Nesta quarta-feira (4), o portal UOL relembra o acidente, em artigo assinado por Alexandre Saconi, sob o título “A história do avião da Varig que caiu na Amazônia por causa de uma vírgula”. O texto revela detalhes da longa investigação feita pelo Cenipa (Centro de Investigação e Prevenção de Acidentes Aeronáuticos), que apontou como principal causa do desastre um erro cometido pelo piloto César Augusto Garcez, na época com 32 anos.
O comandante Garcez, na hora de programar os instrumentos do avião com a rota 027,0, optou pela rota 270. Desatento, o piloto levou o avião para oeste, em vez de seguir ao norte, em direção a Belém. Após voar mais de três horas, já sem combustível, Garcez fez um pouso forçado numa área de mata fechada, no estado do Mato Grosso.
Ao longo da investigação, com cobertura incisiva da imprensa de todo o Brasil, começaram a ser revelados detalhes dos instantes finais do voo, principalmente depois que se teve acesso aos diálogos gravados na caixa preta da aeronave. Os detalhes minuciosos dessa gravação são revelados no livro Caixa Preta, de Ivan Santana.
Sem se dar conta de que tinha programado a rota errada, o piloto chegou a informar aos passageiros que deveriam se preparar para a aterrissagem em Belém, cerca de 30 minutos após a decolagem de Marabá. Ao falar com o operador em terra, ele estranha o fato de não enxergar as luzes da cidade e pede autorização para descer de 29 mil para 20 mil pés:
Garcez: “Estimo posição 25 minutos fora. Estou pronto para iniciar a descida. Está faltando energia na cidade?”
Controlador: “Negativo”.
Garcez: "Dois cinco quatro solicita autorização para descer para o nível 200. Estou pronto para iniciar a descida".
Depois, voando sem saber onde estava, perdido no meio da floresta, uma região sem cobertura plena de radares, o comandante decide pelo pouso forçado, mas esconde a decisão dos passageiros, comunicando apenas ao operador da torre:
Comandante Garcez: "Senhoras e Senhores, é o comandante quem vos fala. Tivemos uma pane de desorientação dos nossos sistemas de bússola. Estamos com o nosso combustível já no final, ainda com 15 minutos. Pedimos a todos que mantenham a calma porque uma situação como essa é difícil de acontecer. Deixamos a todos com a esperança de que isso não passe de apenas um susto para todos nós. Pela atenção muito obrigado e que todos tenham um bom final."

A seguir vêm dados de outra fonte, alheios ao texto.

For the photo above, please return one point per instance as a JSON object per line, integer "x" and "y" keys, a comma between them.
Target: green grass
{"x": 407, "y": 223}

Ouça este trecho da gravação na caixa preta:
Piloto em terra: "Ô Garcez, você não conseguiu ir pra Belém por quê?"
Comandante Garcez: "Não, é que eu não tinha a indicação de Belém. A bússola 'tava' com outra proa e a gente foi... Ficou andando entre Belém e Marabá e não conseguiu chegar a lugar nenhum agora tá indo para Marabá e não tem mais combustível pra ir pra lugar nenhum, entendeu?... Oh, o motor 1 acabou de parar (Som do alarme da cabine)... A gente vai ter que descer agora... Eu não vou poder falar que a gente vai se preparar para o pouso, ok? Atenção tripulação, preparar para o pouso forçado".
Um década de acidentes
Este acidente foi tão marcante, que depois dele foram implementadas novas regras para o funcionamento de radares na aviação brasileira, além e mudanças nos protocolos do controle aéreo e até alterações na fabricação dos aviões e seus sistemas.
Em dez anos (de 2008 a 2017), com estatísticas compiladas no Sumário Estatístico do Centro de Investigação e Prevenção de Acidentes Aeronáuticos (Cenipa), aconteceram no Brasil 1.187 acidentes aéreos.
As causas mais frequentes são falha do motor durante o voo e perda de controle por parte do piloto em casos de clima ruim. O Pará é o quinto estado onde mais ocorreram desastres aéreos nessa década. Os quatro primeiros: São Paulo, Mato Grosso, Rio Grande do Sul e Paraná. Neste período, em média, aconteceram 119 acidentes por ano. O ano mais crítico foi 2012, com 161 casos.